Is a buyout really off the table?
A buyout is definitely not off the table. If anything, this capital raise removed any leverage potential buyers had in negotiations -- in effect, that Amarin didn't have the financial resources to realize Vascepa's full commercial potential. Amarin, in kind, can now demand top dollar for its hand or simply brush off these overtures from potential suitors. In the breath, a buyout probably isn't even in the best interests of long-term shareholders at this stage.
Amarin's shareholders would arguably be better served by a co-promotional deal in the same vein as Pfizer's agreement with cancer diagnostic specialist Exact Sciences. Such a deal would greatly bolster Vascepa's commercial reach through Pfizer's vast network, and perhaps entail an in-licensing deal of one or more of the pharma giant's early stage candidates. In that way, Amarin would be able to both capitalize on Vascepa's monstrous commercial potential and create deep value for its shareholders at the same time.

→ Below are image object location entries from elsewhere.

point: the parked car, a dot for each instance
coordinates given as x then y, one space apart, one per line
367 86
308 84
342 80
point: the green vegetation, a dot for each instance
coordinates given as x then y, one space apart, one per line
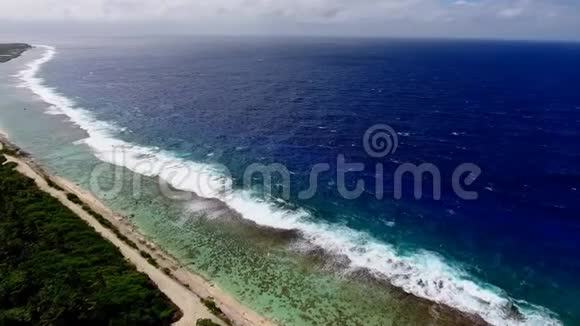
12 50
214 309
205 322
56 270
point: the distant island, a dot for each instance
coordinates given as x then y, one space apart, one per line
10 51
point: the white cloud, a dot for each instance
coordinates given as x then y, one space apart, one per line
405 17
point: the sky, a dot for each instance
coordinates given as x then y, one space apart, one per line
504 19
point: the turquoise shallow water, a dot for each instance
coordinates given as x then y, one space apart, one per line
252 263
236 104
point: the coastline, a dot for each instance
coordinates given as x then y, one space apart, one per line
199 286
184 288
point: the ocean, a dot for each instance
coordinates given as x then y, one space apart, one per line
132 119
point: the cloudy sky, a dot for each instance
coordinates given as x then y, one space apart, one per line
526 19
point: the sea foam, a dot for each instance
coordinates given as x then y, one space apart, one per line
424 274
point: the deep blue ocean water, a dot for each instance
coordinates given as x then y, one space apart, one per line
512 108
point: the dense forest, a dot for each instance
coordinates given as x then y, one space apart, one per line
56 270
12 50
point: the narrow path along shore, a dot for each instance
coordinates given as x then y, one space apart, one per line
182 287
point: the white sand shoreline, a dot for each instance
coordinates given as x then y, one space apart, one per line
183 287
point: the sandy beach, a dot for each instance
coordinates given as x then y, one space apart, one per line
181 286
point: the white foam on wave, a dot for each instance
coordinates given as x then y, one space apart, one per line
424 274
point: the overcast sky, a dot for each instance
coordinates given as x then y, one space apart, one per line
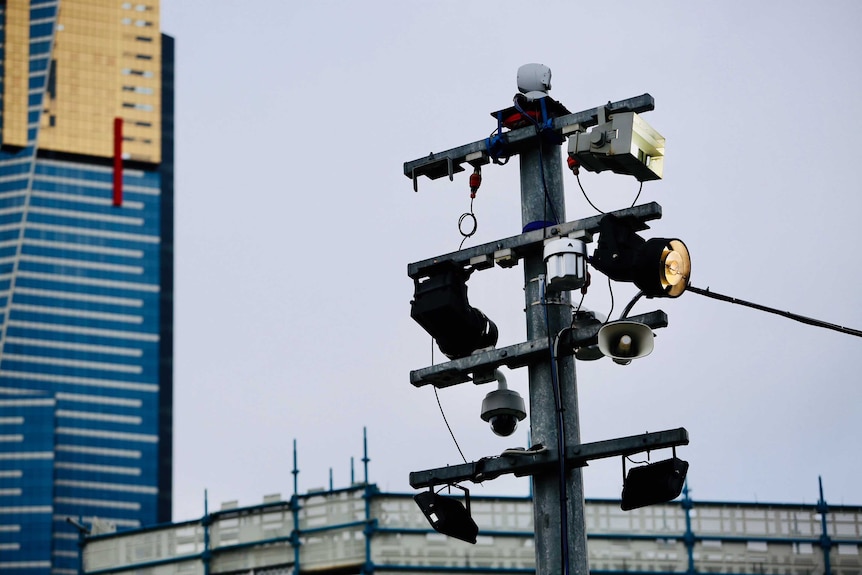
295 225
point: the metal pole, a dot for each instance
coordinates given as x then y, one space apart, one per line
558 502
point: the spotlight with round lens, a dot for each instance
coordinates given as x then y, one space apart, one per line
660 267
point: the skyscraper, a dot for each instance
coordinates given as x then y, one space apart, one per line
86 274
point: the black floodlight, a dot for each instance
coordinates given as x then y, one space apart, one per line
660 267
658 482
440 306
447 515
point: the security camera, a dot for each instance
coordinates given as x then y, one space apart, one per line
534 80
503 409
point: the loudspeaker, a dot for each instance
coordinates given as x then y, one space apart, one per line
624 341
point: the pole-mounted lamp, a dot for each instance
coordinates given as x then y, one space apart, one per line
440 306
447 515
658 482
660 267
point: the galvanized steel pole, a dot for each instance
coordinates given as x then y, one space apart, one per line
558 501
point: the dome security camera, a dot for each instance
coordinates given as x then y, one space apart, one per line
534 80
503 409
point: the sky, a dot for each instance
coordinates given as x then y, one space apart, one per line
295 226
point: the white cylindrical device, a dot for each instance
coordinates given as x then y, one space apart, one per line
566 264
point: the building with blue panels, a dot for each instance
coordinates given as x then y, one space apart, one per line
86 275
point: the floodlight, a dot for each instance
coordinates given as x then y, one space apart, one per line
660 267
440 306
658 482
625 144
448 515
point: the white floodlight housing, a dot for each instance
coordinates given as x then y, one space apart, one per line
566 264
625 144
534 80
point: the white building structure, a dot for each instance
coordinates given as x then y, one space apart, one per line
362 530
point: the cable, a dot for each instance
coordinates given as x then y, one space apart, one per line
586 197
640 189
561 435
446 421
440 405
611 290
541 163
463 217
800 318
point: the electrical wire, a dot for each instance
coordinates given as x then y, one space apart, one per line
640 189
443 413
465 216
796 317
561 435
548 202
586 197
611 290
446 421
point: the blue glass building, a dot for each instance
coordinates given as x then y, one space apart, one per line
86 275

The key takeaway here is that investors shouldn't sweat this capital raise. Amarin has proven to be a winning play for biopharma investors and this capital raise only creates more avenues for value creation in the years to come. Lastly, there's no reason to believe that a capital raise has any bearing on possible buyout talks -- other than the fact that Amarin would now be negotiating from a position of strength.